Customer-savvy business people do this, too. They know when to focus on building rapport and when to just solve the problem at hand. And they have a good read on what customers will think is “fair” or “reasonable.” L.L. Bean just tightened its famously lenient return policy because people were using it as a “lifetime product replacement program”, but customers don’t seem to mind too much. The new one-year return window is still generous by retail standards, and the firm says it’s still committed to finding “fair solutions” if product defects don’t show up until after that first year.
This ability to read a unique situation, see what’s important, and balance complex competing factors is called “practical wisdom”. As the word wisdom implies, it’s a skill that only comes with experience. Ritz Carlton fosters practical wisdom in employees by giving them the okay to spend up to $2000 per situation to resolve a customer issue. Employees are free to improvise, to make a judgement call about what the right resolution is in the moment. If someone misses the mark, which we all do eventually, leaders help that person reflect on and learn from their mistake instead of issuing a reprimand.
What worked before may not work now
Even seasoned employees can get it wrong, especially as customer expectations change. They are like my friend who used to be able to eat anything and not gain weight, but has realized that what he did in his 20s doesn’t work in your 40s. It’s no one’s fault. His habits weren’t “bad” per se. They just don’t match the reality, which is that like it or not the human metabolism slows down by 2% a year after age 25.
Companies have to adjust as my friend did, and real culture change requires a willingness to question everything. That attitude has fueled drastic CX improvement for Delta Airlines over the past five years. Former CEO Richard Anderson set the audacious goal of becoming the “no cancellation” airline, and made radical changes to operations – like buying a fuel refinery – to do it. Delta’s cancellation rate is, in fact, the lowest among US airlines and Delta recently earned the top spot the Wall Street Journal’s 2017 ranking of US airlines.

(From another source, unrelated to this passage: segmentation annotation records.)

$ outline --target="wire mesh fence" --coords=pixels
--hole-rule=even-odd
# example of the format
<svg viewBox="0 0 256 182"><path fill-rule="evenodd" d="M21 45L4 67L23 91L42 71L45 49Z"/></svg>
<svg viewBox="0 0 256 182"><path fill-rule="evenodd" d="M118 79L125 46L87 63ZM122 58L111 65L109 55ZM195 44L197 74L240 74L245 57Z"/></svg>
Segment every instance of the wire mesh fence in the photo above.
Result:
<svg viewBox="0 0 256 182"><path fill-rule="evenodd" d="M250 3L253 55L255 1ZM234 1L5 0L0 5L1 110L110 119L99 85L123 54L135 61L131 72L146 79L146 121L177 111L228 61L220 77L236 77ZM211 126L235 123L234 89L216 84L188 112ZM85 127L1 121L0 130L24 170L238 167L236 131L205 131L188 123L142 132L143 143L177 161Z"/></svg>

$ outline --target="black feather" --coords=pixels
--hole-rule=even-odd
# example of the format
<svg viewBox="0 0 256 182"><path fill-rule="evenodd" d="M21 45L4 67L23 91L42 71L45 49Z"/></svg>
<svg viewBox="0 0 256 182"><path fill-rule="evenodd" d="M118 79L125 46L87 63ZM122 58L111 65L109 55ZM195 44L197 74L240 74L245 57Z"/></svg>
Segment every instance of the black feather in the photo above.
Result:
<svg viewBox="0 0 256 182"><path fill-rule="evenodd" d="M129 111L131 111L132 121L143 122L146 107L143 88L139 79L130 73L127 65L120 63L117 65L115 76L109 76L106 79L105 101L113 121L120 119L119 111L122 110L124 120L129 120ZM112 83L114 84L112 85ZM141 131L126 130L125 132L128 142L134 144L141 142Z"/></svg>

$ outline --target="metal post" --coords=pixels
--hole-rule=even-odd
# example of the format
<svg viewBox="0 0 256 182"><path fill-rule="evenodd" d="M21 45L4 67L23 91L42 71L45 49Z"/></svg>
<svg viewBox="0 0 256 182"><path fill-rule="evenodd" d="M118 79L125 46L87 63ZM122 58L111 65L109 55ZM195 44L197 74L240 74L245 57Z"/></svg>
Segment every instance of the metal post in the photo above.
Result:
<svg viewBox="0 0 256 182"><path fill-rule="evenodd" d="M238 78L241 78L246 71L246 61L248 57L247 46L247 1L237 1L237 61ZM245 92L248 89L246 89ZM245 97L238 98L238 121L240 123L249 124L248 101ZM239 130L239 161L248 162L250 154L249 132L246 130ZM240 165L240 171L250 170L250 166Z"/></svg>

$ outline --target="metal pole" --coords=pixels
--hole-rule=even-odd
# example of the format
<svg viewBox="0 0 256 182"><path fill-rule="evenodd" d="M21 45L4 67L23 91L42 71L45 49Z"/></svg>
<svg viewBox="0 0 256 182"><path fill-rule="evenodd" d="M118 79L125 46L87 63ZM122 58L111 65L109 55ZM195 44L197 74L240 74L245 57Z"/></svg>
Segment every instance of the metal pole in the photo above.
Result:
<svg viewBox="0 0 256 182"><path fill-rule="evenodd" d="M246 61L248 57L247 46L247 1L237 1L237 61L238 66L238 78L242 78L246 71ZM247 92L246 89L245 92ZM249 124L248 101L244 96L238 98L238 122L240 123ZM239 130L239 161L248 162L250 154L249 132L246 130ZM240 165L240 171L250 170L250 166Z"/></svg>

Few CEOs are willing to make that bold of a bet, in part because they don’t think they need to. As Harvard professor and world-renowned change expert John Kotter explains, even “a smart, sophisticated manager can be oblivious to the fact that two levels below him…is an organization so complacent that his dreams of the future will never be realized. That same manager can sometimes be just as oblivious to the fact that he too is being dangerously complacent.” As a CX leader, its your job to help managers see that things need to change. But rather than tell people, it’s much better to engineer an opportunity for them to have their own epiphanies. Customer immersion sessions often have this effect; just asking why employees do something as they do – for your own education – can lead to an ah-ha moment. I did this with a group of executives recently and the impact was immediate. Not only did they find simple ways to streamline old, outdated processes, but several leaders told me that felt more empathy for peers after hearing about the challenges they face.
Little things, done consistently, add up to big changes
None of these changes are easy. If they were, we’d all love broccoli as much as chocolate, run two miles a day, and have plenty socked away for retirement. You can make progress, but only by acknowledging the truth about human nature. Spend less time telling people why they need to change and more time creating situations that will help them see why they should do it. Your culture will shift in a way that is slow, but ultimately much more sustainable.